CloudCath’s device analyzes and measures the fluids drained from the abdomens of patients with end-stage renal disease. During a peritoneal dialysis treatment, the wireless system integrates with the drainage line to detect any deviations in the spent dialysate fluid and then notifies healthcare providers.
The San Francisco-based company’s series A round was led by Capital Integral with additional backing from FundRx, The Capital Partnership, Coconut Tree Investments and Stanford University’s StartX Fund as well as additional strategic and individual investors. The proceeds will also support the development of additional applications, according to CloudCath.
“End-stage renal disease, one of the costliest chronic diseases in the U.S., is devastating to patients,” said co-founder and CEO Aly ElBadry. “The CloudCath technology enables patients and caregivers to easily monitor fluid parameters for early signs of complications, including infection, in real time, allowing dialysis providers to intervene much earlier than the existing standard of care.”
“This funding will speed commercialization of the CloudCath system, pending FDA clearance, and will also support our goal of offering remote monitoring for infectious disease management in multiple additional applications,” ElBadry said in a statement.
Currently, the quality of excess fluid is evaluated visually: Patients are instructed to read written text through a bag of spent dialysate and seek medical attention if the fluid is too cloudy, which could be a sign of peritonitis infection, according to the National Kidney Foundation (PDF).
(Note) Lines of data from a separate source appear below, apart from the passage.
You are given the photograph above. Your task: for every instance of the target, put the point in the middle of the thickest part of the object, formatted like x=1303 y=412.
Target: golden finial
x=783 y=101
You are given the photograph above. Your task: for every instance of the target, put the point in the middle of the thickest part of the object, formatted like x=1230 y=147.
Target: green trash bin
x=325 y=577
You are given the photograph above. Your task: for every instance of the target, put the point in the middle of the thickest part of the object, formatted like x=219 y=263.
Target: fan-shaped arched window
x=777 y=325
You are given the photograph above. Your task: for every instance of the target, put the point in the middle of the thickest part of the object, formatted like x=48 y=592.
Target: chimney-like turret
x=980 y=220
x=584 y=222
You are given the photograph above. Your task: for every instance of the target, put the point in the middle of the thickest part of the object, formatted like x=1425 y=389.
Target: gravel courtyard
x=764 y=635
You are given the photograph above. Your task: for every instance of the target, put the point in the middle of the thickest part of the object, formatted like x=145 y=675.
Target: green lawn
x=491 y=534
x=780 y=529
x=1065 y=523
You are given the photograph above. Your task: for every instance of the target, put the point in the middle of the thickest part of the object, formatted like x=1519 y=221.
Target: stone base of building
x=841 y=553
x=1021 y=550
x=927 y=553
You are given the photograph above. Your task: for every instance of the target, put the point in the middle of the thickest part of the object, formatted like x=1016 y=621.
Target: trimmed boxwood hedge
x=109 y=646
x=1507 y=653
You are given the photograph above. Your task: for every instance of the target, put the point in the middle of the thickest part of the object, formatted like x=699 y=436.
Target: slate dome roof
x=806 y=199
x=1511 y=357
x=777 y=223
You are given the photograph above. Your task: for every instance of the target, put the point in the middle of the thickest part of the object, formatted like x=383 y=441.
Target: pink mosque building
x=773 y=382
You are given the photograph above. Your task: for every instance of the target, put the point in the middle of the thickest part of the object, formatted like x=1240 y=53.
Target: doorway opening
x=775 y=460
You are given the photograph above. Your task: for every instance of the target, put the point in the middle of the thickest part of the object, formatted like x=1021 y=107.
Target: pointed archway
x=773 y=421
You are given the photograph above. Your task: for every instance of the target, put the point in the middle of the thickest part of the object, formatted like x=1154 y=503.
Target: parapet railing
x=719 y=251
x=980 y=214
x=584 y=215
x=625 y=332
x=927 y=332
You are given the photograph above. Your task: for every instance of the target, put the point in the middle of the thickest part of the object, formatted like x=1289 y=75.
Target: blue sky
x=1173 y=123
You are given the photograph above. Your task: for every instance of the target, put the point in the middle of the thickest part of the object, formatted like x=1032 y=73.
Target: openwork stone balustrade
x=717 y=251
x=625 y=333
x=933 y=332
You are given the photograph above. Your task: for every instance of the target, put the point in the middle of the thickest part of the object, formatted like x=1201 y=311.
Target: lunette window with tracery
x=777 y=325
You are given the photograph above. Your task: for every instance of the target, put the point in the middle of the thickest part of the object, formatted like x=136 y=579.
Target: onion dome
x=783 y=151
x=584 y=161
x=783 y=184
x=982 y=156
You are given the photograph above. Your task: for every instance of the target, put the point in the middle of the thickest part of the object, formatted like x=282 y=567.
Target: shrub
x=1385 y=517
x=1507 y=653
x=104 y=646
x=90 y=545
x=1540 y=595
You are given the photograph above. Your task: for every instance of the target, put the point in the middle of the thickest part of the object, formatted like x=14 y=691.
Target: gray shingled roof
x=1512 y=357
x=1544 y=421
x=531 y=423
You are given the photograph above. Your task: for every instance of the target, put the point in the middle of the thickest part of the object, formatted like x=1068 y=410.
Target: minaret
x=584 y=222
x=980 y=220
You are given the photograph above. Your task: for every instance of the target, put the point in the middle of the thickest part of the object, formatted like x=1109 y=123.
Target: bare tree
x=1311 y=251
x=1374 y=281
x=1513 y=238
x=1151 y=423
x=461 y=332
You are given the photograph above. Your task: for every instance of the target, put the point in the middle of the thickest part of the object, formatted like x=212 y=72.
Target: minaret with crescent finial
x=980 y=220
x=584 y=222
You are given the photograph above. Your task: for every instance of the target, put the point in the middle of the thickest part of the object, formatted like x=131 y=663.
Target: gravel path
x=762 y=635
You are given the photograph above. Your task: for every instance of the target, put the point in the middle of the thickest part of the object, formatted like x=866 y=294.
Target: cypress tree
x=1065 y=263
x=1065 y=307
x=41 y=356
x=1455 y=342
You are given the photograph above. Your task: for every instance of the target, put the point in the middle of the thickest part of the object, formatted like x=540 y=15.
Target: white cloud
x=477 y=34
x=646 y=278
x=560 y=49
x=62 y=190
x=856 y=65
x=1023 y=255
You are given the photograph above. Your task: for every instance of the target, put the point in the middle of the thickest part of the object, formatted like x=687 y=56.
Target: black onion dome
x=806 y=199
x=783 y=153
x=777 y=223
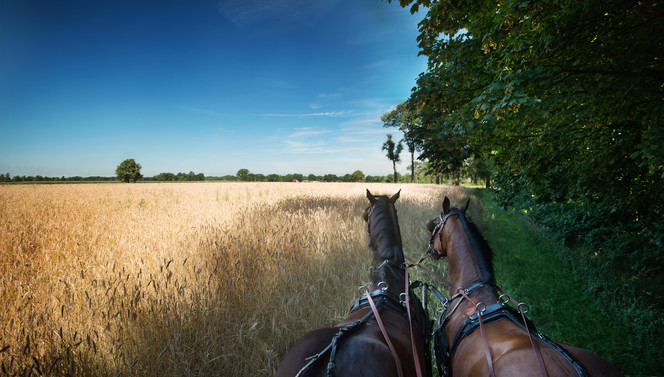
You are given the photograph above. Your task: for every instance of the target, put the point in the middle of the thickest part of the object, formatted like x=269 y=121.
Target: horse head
x=436 y=247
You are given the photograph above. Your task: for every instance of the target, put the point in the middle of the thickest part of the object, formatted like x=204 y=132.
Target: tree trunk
x=412 y=167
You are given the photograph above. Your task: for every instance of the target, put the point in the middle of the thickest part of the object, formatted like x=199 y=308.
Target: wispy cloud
x=198 y=110
x=307 y=140
x=304 y=115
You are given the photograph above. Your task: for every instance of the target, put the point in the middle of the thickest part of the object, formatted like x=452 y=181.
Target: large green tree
x=564 y=99
x=393 y=152
x=128 y=171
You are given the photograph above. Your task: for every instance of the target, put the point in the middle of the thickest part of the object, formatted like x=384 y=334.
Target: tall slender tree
x=393 y=150
x=407 y=120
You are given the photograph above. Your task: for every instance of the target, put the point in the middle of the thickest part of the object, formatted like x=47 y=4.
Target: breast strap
x=492 y=313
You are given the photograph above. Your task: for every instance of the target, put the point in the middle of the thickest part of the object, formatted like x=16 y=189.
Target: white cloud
x=304 y=115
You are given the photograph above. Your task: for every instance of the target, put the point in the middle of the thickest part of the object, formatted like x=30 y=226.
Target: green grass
x=535 y=269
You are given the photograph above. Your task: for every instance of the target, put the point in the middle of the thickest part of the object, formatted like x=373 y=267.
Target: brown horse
x=357 y=346
x=479 y=334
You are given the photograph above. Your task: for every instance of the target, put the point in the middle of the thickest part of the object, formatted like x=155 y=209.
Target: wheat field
x=184 y=279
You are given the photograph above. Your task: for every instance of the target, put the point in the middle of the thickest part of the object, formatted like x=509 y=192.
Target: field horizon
x=194 y=279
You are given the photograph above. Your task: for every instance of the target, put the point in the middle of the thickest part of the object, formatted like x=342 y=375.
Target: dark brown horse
x=479 y=333
x=356 y=346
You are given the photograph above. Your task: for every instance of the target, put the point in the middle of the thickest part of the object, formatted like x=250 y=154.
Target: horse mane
x=481 y=249
x=385 y=225
x=385 y=240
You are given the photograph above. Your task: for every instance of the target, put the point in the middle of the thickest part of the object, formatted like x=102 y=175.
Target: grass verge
x=537 y=270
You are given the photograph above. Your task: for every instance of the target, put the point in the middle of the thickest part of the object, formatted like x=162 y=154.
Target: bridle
x=492 y=313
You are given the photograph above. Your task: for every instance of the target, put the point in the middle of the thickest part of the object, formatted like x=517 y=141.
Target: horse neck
x=465 y=270
x=466 y=265
x=388 y=264
x=388 y=253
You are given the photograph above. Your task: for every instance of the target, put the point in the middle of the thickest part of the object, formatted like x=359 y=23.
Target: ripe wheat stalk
x=182 y=279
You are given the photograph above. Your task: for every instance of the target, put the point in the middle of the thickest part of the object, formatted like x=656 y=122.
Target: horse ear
x=446 y=205
x=394 y=197
x=371 y=198
x=466 y=206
CloudCath estimates its sensor could help catch infections early and potentially reduce three-quarters of related hospitalizations.
“Studies have shown that home-based kidney care generally improves outcomes, improves the patient experience and provides a much better value to dialysis care providers,” said Glenn Chertow, chairman of CloudCath’s clinical advisory board and chief of the division of nephrology at Stanford University School of Medicine.
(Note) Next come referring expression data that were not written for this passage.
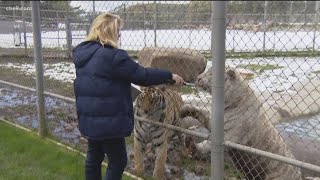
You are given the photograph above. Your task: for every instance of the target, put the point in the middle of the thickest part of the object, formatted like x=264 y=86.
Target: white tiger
x=246 y=124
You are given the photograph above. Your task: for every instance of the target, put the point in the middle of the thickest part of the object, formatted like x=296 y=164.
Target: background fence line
x=276 y=51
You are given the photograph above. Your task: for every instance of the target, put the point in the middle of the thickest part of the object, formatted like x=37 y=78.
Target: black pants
x=115 y=149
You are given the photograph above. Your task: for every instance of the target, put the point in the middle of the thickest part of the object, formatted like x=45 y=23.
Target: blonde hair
x=105 y=29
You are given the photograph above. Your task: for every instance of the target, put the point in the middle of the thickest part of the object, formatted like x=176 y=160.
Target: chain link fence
x=272 y=96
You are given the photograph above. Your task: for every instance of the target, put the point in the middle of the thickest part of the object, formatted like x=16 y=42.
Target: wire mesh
x=273 y=45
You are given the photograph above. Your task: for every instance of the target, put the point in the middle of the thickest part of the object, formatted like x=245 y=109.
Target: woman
x=102 y=87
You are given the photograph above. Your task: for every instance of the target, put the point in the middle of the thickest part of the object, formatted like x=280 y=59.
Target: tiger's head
x=150 y=103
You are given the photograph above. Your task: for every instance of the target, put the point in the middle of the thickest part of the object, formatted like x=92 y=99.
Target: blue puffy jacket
x=103 y=89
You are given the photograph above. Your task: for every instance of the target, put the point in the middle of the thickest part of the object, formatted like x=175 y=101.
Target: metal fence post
x=218 y=38
x=265 y=25
x=316 y=20
x=68 y=31
x=155 y=23
x=39 y=67
x=24 y=28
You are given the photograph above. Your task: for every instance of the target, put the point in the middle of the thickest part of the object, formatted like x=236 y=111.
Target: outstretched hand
x=178 y=80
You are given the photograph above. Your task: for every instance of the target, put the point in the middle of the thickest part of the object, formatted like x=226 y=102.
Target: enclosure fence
x=251 y=104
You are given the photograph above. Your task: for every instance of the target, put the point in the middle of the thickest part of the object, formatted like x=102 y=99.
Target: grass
x=24 y=155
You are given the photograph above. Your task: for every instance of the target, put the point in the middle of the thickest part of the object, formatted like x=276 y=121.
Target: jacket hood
x=83 y=52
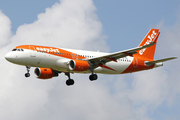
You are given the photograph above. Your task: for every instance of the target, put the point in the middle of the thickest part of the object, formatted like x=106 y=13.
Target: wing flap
x=121 y=54
x=158 y=61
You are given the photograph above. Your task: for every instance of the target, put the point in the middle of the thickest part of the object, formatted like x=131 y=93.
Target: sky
x=90 y=25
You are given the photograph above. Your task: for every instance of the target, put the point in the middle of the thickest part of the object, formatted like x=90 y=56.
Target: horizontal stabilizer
x=158 y=61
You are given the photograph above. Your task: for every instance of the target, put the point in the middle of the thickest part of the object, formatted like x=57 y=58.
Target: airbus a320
x=50 y=61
“But many patients lack the confidence to perform dialysis at home, in part due to the lack of monitoring and the disconnect between the home environment and the care teams,” Chertow said. “Moreover, they fear an infection that may lead to pain and require hospitalization. With the CloudCath device, we expect to see wider adoption of peritoneal dialysis by patients and nephrologists, and longer, safer, reliance on home dialysis therapy where kidney transplantation is not feasible.”